At a 2004 gala to commemorate the 50th anniversary of Brown v. Board of Education, Bill Cosby gave a blistering speech that deplored the black establishment’s indifference to the cultural pathologies crippling poor neighborhoods. Cosby was criticized for his remarks, but his thesis is defended here by NPR senior correspondent and Fox News commentator Williams. While taking care not to dismiss the reality of racism in American society, the author echoes Cosby in rejecting racism as an explanation for high levels of out-of-wedlock births, neighborhoods paralyzed by crime and deficiencies in education. The last particularly incenses the author: Brown was about getting access to a decent education, but a substantial number of poor African-Americans, he says, disdain to use that access.
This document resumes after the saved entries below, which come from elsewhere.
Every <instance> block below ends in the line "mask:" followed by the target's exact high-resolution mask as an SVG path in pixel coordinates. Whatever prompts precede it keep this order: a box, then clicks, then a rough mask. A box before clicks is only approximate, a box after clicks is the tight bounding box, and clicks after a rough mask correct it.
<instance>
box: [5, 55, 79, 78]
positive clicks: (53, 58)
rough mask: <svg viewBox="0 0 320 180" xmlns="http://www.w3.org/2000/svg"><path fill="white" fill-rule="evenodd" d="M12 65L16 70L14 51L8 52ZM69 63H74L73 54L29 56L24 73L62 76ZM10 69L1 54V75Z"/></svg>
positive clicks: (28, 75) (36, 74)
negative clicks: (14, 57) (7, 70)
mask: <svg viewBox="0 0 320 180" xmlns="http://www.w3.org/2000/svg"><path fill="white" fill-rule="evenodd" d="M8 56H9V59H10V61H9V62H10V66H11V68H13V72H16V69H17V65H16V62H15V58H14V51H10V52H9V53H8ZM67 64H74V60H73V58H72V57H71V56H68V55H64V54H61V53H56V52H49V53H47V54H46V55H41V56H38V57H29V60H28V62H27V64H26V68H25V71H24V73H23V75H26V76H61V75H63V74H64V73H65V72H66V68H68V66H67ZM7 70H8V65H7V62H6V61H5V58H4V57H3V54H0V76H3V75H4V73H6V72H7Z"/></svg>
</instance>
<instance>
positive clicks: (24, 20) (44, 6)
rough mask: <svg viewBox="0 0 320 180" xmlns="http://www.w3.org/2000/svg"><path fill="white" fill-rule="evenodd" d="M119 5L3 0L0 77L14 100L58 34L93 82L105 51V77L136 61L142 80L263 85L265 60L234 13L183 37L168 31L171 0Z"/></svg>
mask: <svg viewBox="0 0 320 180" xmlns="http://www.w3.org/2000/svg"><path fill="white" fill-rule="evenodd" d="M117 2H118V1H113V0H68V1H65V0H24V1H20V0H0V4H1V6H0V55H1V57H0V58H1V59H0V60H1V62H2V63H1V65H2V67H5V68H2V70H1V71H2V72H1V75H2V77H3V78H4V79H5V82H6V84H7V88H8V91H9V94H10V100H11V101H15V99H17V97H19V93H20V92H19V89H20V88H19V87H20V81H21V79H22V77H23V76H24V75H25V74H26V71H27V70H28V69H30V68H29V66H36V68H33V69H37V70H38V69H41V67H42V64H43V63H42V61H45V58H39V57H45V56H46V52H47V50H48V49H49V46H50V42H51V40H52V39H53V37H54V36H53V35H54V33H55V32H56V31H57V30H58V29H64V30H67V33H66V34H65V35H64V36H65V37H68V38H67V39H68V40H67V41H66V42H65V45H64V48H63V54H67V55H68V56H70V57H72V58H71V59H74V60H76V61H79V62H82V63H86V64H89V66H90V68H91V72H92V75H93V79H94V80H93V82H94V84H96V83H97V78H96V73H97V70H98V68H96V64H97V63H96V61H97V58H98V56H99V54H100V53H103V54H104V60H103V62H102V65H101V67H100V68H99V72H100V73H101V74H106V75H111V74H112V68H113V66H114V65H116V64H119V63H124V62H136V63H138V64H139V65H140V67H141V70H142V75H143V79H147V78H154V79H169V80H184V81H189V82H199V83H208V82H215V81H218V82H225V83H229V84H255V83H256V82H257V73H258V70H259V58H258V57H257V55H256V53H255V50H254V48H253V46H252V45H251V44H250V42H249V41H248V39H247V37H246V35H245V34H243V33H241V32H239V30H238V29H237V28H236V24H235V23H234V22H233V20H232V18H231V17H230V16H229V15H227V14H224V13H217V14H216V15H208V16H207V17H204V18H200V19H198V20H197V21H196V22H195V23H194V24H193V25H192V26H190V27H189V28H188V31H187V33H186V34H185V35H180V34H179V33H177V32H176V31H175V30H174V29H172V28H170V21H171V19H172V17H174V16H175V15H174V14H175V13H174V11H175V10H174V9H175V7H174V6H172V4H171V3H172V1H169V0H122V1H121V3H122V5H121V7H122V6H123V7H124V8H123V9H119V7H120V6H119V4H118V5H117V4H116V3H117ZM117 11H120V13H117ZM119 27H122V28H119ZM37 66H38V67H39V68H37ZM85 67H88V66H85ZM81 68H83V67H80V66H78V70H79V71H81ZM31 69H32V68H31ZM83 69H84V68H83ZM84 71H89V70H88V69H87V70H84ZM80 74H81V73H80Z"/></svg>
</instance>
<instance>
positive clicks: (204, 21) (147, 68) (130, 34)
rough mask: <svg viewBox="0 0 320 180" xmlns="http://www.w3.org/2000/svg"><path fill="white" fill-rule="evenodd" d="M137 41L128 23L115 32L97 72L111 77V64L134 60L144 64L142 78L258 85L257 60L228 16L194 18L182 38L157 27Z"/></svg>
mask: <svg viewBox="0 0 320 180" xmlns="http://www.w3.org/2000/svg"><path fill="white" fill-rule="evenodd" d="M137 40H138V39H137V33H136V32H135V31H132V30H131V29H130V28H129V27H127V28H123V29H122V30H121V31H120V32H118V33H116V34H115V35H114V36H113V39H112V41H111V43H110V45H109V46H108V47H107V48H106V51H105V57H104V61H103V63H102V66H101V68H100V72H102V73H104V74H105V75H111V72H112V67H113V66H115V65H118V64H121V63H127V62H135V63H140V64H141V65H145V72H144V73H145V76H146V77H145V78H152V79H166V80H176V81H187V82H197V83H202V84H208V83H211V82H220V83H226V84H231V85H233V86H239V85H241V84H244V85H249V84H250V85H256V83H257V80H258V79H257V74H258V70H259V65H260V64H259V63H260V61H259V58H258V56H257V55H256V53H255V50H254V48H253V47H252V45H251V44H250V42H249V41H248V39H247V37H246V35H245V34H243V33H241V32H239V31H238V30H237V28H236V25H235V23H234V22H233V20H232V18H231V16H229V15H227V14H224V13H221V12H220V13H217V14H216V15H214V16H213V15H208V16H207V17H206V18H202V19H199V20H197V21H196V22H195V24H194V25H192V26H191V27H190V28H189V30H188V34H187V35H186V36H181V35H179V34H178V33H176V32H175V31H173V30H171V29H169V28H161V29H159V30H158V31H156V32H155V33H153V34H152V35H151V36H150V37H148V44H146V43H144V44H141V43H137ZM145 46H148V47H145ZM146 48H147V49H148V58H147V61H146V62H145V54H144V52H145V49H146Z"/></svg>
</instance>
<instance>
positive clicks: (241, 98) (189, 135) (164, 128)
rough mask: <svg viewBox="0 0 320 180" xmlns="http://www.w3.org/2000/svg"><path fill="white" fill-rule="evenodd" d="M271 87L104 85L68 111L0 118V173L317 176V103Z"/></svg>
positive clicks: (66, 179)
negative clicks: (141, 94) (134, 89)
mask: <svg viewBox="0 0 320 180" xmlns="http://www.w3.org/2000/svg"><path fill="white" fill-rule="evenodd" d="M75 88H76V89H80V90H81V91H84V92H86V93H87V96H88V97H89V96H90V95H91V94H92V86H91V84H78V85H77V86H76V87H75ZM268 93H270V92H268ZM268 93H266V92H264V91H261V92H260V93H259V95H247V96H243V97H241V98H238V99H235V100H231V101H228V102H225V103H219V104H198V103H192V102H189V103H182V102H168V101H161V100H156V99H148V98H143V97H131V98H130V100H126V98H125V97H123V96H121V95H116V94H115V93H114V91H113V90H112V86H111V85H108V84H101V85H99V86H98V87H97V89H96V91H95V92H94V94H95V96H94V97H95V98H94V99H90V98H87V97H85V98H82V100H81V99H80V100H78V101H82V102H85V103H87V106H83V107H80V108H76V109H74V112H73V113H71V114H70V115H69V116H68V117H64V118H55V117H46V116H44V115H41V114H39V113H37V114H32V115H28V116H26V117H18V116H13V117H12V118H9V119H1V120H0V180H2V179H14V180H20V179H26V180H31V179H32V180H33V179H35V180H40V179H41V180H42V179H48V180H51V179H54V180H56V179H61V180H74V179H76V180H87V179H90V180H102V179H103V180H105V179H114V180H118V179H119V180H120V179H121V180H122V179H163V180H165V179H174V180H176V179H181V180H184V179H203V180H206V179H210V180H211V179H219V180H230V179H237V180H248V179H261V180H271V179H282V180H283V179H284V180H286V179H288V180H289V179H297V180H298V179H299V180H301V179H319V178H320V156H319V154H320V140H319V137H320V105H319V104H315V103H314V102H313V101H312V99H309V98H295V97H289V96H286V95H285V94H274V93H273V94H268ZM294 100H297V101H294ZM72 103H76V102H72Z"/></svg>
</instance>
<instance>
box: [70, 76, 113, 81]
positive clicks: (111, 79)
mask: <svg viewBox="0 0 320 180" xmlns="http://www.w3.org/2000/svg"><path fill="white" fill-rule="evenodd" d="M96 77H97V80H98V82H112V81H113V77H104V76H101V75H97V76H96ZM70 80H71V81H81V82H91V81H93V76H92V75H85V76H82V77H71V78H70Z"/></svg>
Williams assigns part of the blame to nihilism fostered by a thuggish, misogynist music industry. That industry would not be so successful, however, if the black establishment had not abdicated its responsibility to foster healthy cultural norms. Instead, noted African-American leaders occupy their time with projects that are not easily distinguishable from protection rackets (Williams condemns demands for slavery reparations) or in seeking further subsidies for the black middle class. Some African-American politicians, he concludes, rely on a pool of reliably poor people in whose name they can extract endless public funds for programs that they and their cohorts can administer. Williams has particularly harsh words for the maladministration and patronage politics of mayors Sharpe James of Newark and Marion Barry of Washington, D.C. There is also a hair-raising case study of the effort by such notables as Jesse Jackson and Maxine Waters to squelch criticism of poor care at the largely African-American–staffed King/Drew Hospital in Los Angeles. In the author’s view, part of the solution would be simply to hold major black institutions to ordinary levels of managerial probity. The greater need is for a culture that promotes the discipline and enterprise that characterized black society at the time of the Brown decision.
A formidable polemic: You may reject the conclusion, but you cannot dismiss the argument.